Police Forensic Unit Commander Peerapong Damapong described the bombs used as "one of those transistor radios that you can carry around, but the insides have been taken out and replaced with C-4, with the head of the bomb consisting of a bolt, a pin and a detonator attached to it... From what we've seen, it's possible for the components to be bought in Thailand. The explosive isn't that complicated, it's just something that we haven't really seen in this country."

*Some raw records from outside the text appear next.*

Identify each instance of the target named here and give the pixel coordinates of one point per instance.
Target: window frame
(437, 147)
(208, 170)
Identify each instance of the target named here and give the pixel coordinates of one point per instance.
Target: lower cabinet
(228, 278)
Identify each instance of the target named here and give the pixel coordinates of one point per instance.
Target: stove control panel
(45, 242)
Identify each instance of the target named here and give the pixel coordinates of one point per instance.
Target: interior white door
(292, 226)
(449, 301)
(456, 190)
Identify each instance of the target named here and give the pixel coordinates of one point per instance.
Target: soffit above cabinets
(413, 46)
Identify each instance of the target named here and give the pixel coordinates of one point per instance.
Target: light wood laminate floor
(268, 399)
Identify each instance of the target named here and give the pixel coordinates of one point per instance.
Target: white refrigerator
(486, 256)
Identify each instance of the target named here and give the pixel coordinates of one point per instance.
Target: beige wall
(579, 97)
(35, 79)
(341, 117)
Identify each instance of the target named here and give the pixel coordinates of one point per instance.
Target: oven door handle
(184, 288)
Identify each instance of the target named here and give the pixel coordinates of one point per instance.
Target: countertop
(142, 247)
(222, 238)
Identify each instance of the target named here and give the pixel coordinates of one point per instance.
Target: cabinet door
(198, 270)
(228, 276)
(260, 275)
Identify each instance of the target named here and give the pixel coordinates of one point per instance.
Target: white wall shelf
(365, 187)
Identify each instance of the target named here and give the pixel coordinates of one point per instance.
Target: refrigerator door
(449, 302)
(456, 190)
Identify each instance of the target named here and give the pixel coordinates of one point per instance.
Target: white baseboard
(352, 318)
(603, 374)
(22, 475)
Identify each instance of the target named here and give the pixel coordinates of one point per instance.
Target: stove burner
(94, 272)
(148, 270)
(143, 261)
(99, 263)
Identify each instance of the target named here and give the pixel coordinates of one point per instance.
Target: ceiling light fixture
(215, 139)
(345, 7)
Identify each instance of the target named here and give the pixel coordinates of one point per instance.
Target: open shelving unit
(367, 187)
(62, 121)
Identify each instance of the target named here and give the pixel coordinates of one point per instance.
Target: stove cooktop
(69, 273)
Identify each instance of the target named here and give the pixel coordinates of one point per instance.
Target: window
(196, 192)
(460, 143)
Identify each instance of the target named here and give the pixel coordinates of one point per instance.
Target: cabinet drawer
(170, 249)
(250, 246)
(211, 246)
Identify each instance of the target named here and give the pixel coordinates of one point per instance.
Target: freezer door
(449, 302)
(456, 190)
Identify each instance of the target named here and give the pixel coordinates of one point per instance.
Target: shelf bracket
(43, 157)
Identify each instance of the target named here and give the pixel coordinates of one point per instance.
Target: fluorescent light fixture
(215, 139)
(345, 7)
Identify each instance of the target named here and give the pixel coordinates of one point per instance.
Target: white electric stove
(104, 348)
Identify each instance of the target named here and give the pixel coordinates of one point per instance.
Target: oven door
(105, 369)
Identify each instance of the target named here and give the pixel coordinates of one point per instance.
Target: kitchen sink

A Thai official said on 17 February that the investigation had not discovered a link between the suspects and any group and that the bombings were probably not an attempt to kill Israeli Defense Minister Ehud Barak, who was scheduled to visit the country.

===Suspects===
- Iranian nationals:
- Saeed Moradi (28, male): lost both his legs when a grenade he threw at pursuing police officers bounced off a tree and back at him; brought to Chulalongkorn Hospital in serious condition.
- Mohammad Hazaei (42, male): arrested at Suvarnabhumi Airport near Bangkok after the bombings.
- Masoud Sedaghat Zadeh (31, male): fled to Malaysia on the day of the bombings; arrested by the Royal Malaysian Police in Kuala Lumpur International Airport on 15 February, while attempting to travel to Iran.
- Leila Rohani (female): thought to have fled to Tehran; rented the house where the three previous suspects stayed.
- Javad Nikkahfard (52, male): caught on security cameras going in and out of the rented house; thought to be the bomb specialist in the group; arrest warrant issued.
- Ali Akbar Norouzi Shaya (57, male): arrest warrant issued for possessing and making explosives; thought to have escaped to Iran.

On 22 August 2013, Saeid Moradi was sentenced to life imprisonment while Mohammad Hazaei was sentenced to 15 years imprisonment and deportation.

In November 2020, during a "prisoner swap", Saeed Moradi, Mohammad Hazaei and Masoud Sedaghat Zadeh were exchanged for Kylie Moore-Gilbert. Moore-Gilbert was a university lecturer held in Iran for 2 years.

==Reactions==
Chief of Royal Thai Police Priewpan Damapong instructed the Transportation Ministry to place the country's six international airports on high alert. The directive was said to follow reports provided by Israeli intelligence that further attacks on Thai soil were possible.

Thai police carried out building-to-building searches around a Jewish synagogue on Sukhumvit Road. The synagogue was already under 24-hour police protection following the arrest in January of a Swedish-Lebanese alleged Hezbollah agent.

The Counter-Terrorism Bureau of the Israeli National Security Council issued a worldwide travel warning, based on information that Iran and Hezbollah were planning additional attacks against Israelis and Jews.